MANATEE COUNTY — As 11-year-old Nick Pastujov made his way across the ice to join his teammates in celebration, he couldn’t help but look up into the stands in search of the one person he had never expected to see.
There seated in between his parents sat his grandmother — whom he hadn’t seen in at least eight years. A smile spread across Nick’s face as the realization finally began to sink in. Not only had his team won its first hockey championship on Russian soil, but his grandmother, a Russian native, also got to see him play for the first time.
“It was really fun, but my dad had to translate everything for me,” Nick said of seeing his grandmother. “It definitely made me want to play better.”
“She got to watch him play — that was something he never thought would happen,” said Nick’s mother, Janis.
Nick spent 10 days in Moscow last month competing in the Vladislav Tretyak World Class Challenge Tournament with the Nike Bauer ‘98 Selects.

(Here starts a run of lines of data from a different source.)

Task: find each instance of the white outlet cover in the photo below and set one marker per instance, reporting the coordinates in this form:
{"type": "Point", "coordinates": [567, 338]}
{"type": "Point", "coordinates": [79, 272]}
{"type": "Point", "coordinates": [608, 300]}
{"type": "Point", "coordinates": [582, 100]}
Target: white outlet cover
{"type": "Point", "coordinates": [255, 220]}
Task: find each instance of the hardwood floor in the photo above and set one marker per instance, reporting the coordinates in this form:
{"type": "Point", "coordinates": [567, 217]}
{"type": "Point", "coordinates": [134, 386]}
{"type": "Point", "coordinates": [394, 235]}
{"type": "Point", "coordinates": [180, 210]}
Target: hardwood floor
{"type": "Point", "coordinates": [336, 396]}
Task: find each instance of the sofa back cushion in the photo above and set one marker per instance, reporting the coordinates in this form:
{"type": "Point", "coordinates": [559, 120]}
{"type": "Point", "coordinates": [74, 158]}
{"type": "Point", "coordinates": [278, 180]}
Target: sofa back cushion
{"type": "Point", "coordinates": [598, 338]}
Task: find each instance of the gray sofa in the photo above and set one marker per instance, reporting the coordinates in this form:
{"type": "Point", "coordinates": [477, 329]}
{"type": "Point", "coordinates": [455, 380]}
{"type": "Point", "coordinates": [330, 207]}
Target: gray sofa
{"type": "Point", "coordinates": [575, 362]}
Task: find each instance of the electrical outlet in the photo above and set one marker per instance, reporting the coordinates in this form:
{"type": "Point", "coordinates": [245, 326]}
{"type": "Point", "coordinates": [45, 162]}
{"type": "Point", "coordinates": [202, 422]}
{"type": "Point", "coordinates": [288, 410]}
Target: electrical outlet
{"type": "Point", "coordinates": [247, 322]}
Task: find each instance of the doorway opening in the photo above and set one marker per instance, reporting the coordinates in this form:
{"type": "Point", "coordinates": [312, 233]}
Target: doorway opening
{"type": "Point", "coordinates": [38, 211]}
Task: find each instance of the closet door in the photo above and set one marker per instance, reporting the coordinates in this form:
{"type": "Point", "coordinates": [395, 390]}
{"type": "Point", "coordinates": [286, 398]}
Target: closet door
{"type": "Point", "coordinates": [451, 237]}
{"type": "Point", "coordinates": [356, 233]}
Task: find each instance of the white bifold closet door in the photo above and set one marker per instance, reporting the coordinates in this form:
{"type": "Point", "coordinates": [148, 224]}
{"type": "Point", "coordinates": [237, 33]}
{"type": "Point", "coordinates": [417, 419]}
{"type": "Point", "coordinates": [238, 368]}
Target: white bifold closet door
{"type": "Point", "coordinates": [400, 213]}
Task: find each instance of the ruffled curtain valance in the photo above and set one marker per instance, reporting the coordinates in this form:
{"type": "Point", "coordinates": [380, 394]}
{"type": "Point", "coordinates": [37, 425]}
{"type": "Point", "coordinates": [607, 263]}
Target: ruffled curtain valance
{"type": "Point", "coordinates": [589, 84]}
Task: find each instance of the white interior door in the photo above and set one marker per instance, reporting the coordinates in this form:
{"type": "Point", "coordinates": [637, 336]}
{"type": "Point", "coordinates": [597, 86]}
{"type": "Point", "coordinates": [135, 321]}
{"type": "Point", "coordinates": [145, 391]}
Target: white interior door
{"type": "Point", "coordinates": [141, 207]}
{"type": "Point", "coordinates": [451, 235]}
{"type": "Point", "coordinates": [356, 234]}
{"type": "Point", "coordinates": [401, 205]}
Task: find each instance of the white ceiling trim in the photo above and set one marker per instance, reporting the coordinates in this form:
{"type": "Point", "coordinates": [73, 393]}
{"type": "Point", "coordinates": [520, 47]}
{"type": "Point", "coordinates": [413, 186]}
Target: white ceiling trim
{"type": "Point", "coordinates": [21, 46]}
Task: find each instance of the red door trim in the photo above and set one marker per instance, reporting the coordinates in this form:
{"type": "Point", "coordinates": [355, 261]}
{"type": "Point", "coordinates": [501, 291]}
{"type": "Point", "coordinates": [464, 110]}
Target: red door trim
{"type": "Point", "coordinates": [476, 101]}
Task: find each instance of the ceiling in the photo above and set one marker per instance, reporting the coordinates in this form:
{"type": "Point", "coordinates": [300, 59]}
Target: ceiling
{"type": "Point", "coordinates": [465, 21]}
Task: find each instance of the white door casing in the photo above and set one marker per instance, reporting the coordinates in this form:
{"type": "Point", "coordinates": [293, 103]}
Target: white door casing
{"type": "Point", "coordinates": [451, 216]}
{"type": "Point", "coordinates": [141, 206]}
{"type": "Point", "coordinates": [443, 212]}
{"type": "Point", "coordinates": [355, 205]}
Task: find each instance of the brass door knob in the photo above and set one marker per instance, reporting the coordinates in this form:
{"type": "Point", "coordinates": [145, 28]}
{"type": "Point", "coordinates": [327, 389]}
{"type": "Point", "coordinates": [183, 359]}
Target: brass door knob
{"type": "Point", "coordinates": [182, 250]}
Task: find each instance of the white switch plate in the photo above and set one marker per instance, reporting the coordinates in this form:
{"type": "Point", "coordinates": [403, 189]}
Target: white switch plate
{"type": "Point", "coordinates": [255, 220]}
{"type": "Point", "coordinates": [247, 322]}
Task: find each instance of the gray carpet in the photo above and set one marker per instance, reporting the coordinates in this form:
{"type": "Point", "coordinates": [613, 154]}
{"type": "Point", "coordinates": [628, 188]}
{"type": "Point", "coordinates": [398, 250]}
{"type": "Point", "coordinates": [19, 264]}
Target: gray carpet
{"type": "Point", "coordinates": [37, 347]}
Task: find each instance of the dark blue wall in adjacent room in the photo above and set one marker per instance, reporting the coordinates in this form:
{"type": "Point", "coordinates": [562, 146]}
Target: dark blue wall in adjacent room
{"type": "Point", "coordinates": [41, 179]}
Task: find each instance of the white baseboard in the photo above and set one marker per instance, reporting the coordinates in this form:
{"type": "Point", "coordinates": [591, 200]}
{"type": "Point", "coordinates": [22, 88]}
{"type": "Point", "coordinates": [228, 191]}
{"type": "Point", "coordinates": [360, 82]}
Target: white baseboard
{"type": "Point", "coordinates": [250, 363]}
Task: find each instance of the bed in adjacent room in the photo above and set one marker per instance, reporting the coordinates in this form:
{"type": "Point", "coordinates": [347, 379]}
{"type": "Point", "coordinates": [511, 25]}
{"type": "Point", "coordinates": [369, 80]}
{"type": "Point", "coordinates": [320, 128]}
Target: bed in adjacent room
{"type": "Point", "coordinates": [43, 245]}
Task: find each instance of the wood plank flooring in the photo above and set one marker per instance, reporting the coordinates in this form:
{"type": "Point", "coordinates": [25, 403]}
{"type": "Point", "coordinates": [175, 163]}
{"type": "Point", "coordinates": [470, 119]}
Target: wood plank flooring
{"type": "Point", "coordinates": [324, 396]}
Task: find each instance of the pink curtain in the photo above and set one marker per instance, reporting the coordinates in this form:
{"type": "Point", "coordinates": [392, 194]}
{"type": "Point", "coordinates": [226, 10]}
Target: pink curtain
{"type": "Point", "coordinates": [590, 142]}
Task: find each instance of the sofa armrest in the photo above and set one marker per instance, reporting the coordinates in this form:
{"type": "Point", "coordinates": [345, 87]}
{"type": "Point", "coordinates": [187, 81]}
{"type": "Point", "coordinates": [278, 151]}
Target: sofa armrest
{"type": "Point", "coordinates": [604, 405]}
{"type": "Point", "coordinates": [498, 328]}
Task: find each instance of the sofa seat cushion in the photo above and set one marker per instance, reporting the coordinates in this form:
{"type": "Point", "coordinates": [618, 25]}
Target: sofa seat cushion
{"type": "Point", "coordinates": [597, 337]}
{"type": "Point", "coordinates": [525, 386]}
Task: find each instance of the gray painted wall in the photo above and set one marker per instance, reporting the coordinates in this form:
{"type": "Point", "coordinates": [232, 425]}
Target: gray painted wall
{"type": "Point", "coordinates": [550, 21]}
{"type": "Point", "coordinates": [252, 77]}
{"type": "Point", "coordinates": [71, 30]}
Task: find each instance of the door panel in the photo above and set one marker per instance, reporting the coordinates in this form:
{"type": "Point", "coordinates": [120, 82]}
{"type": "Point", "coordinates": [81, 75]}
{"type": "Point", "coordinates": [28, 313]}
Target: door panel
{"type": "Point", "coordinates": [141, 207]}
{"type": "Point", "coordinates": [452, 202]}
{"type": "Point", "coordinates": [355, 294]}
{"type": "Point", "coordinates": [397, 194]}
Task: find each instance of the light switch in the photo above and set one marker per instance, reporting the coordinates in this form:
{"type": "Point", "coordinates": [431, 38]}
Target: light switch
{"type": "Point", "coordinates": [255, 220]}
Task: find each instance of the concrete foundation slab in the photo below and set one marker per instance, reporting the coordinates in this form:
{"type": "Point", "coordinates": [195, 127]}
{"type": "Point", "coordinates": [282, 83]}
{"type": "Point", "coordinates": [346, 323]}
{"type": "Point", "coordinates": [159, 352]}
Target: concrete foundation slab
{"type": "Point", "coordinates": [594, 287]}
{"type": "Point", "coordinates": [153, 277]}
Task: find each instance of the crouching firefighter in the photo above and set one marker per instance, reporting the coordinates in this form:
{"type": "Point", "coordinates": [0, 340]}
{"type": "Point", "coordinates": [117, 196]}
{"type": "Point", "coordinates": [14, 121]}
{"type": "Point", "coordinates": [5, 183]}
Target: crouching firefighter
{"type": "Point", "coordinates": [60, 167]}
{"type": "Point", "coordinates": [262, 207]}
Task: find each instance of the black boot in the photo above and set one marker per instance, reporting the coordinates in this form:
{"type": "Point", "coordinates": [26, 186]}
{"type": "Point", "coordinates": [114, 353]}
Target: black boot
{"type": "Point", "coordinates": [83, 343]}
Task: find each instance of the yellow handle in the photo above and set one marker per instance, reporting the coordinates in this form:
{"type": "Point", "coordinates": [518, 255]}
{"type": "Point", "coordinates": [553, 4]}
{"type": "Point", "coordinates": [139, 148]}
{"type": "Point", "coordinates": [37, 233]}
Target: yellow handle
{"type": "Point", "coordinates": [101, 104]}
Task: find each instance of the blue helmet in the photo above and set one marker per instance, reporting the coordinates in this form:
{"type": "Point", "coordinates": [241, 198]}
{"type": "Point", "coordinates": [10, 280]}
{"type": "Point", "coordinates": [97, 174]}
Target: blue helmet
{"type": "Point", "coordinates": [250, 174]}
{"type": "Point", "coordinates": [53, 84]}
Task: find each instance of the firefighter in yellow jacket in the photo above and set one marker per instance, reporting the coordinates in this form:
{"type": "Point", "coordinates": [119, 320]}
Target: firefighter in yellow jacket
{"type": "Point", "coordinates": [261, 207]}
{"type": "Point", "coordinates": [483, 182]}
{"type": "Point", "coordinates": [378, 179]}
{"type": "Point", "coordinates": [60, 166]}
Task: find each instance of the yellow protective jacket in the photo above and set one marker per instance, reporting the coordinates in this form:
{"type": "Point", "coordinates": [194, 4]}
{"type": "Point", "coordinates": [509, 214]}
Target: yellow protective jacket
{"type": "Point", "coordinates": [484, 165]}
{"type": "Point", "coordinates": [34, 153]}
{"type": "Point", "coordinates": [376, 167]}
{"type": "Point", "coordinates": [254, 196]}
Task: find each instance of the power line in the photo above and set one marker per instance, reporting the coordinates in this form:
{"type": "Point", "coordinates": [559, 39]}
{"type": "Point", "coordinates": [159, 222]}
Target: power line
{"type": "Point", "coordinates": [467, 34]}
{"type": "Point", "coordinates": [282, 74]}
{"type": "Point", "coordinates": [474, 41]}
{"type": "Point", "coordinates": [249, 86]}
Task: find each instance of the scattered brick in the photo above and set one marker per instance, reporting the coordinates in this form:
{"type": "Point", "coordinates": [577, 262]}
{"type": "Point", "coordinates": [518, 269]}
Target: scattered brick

Tretyak, for whom the tournament is named, was a goalie for the Russian Olympic hockey team for more than a decade, including the 1980 Olympics during which the Miracle on Ice occurred.
Representing the United States, Nick’s team finished the tournament undefeated after beating some of the best hockey teams in Russia and the Czech Republic.
In his first game on the ice, Nick and his Nike Bauer ‘98 Selects teammates tied the Red Russian Army — much to their dismay.
“They thought it was a fluke, so they challenged us to another game because they didn’t expect us to play well,” Nikc said. “After the tournament was over, we played them again and won 9-3.”
After dismantling several of their Russian opponents, Nick’s team found itself in the championship game alongside three-time defending Russian champion Traktor. Traktor came out firing and scored the game’s first goal. But Nick and his teammates responded with two quick goals of their own to jump out to an early 2-1 lead. The team held on to defeat the defending champions 4-1 for the championship.
“It was fun just seeing how they play,” Nick said. “They definitely play more aggressive, and they are definitely better in front of the net because they use their sticks a lot more.”
After the tournament, the team attended a championship ceremony where Nick received a medal, hat and scarf for his participation.
“It was a really good experience because there were a lot of good kids there,” he said. “If we wouldn’t have played a good game every game then we would’ve lost the tournament.”
Nick learned how to skate when he was 3 years old at the urging of his father, George, and began playing hockey the following year. He gradually worked his way up through the club system; and for the past three years, Nick has been playing center and left forward for the Florida Everblades AAA Hockey Club, spending every weekend practicing at the Ellenton Ice and Sports Complex.
“I just like being on the ice,” he said. “It just feels good.”